Ah, Pois!…”

Gosto particularmente da boca dela e da atração subjacente ao seu olhar. De podermos conversar e, aos poucos, sondá-la, auscultando o que pensa a meu respeito.

Talvez uma tampa me soubesse à tentativa frustrada de agradar, oferecendo-lhe nos anos um bouquet das flores prediletas, mas numa cor de que não gostasse, pensando em que se fosse um anel ou uns brincos, mesmo perdido o talão de troca, ainda poderiam vir a servir na mulher, que numa ocasião posterior, porventura viesse a conhecer.

À parte a minha modéstia, só tinha a meu favor, a lisura do meu caráter, mas para tentar convencê-la, talvez pudesse os que eu considerava serem os aspetos mais positivos da nossa amizade: ela ser duradoura existindo há mais de vinte anos; as garantias que dava de dava a título pessoal de vir a ser-lhe fiel; ou a evidência do meu pendor artístico, que permitiria escrever-lhe poemas ou, quando encarnasse uma personagem de Shakespeare, citar com acentuação dramática uma daquelas mais de vinte mil passagens da Bíblia em que se apela ao amor.

Há muito evito encará-la de frente, por temer, devido à comoção, um fanico que me abalasse ao ponto de captar a sua atenção, mas infelizmente pelos piores motivos. Embora ela não note, há muito trago o amor está latente em mim, como a imagem de marca dum produto que serve para distinguir o original duma imitação que serve para dar-lhe má fama..
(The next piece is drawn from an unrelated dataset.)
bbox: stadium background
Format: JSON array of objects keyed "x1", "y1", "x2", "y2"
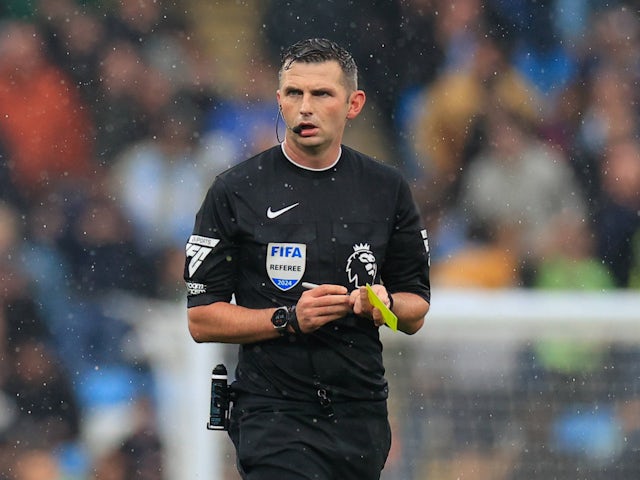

Num registo ímpar, tem o ar tranquilo duma mulher a quem não é exigido que lide diariamente com problemas no trabalho ou em casa ature um marido chato. Tem olhos equiparados a estrelas que brilham o dobro do sol, e, quando sai do banho, cabelo escorrido como quem, com aparelho, alisa pacientemente em casa sabendo que vai agradar a alguém. Noutras ocasiões, prende o cabelo atrás num carrapito, com que não deixo de gostar de vê-la, a não ser quando se despede e sei que se vai embora.

Sem tirar, nem pôr, à vista do exemplo de mulher que já era, mais facilmente se percebe estarmos hoje na presença duma mulher feliz, do que quando, mesmo sorrindo, eu nem sempre entendia por que razão, ao invés, não chorava.

Gosto dela, pese embora morar a mais de nove mil e trezentas milhas terrestres de mim, e comprovadamente ser a única pessoa a quem já se ouviu falar na nossa amada Língua Inglesa, num lugar ainda mais distante daqui do que as remotas terras da Austrália. Gosto tanto dela, que de bom grado a veria sentada agora aqui, a chapinhar comigo os dedos num prato de caracóis, enquanto me deliciava supondo, que era em mim que pensava quando sorria, simplesmente imaginando o petisco que iria comer de seguida.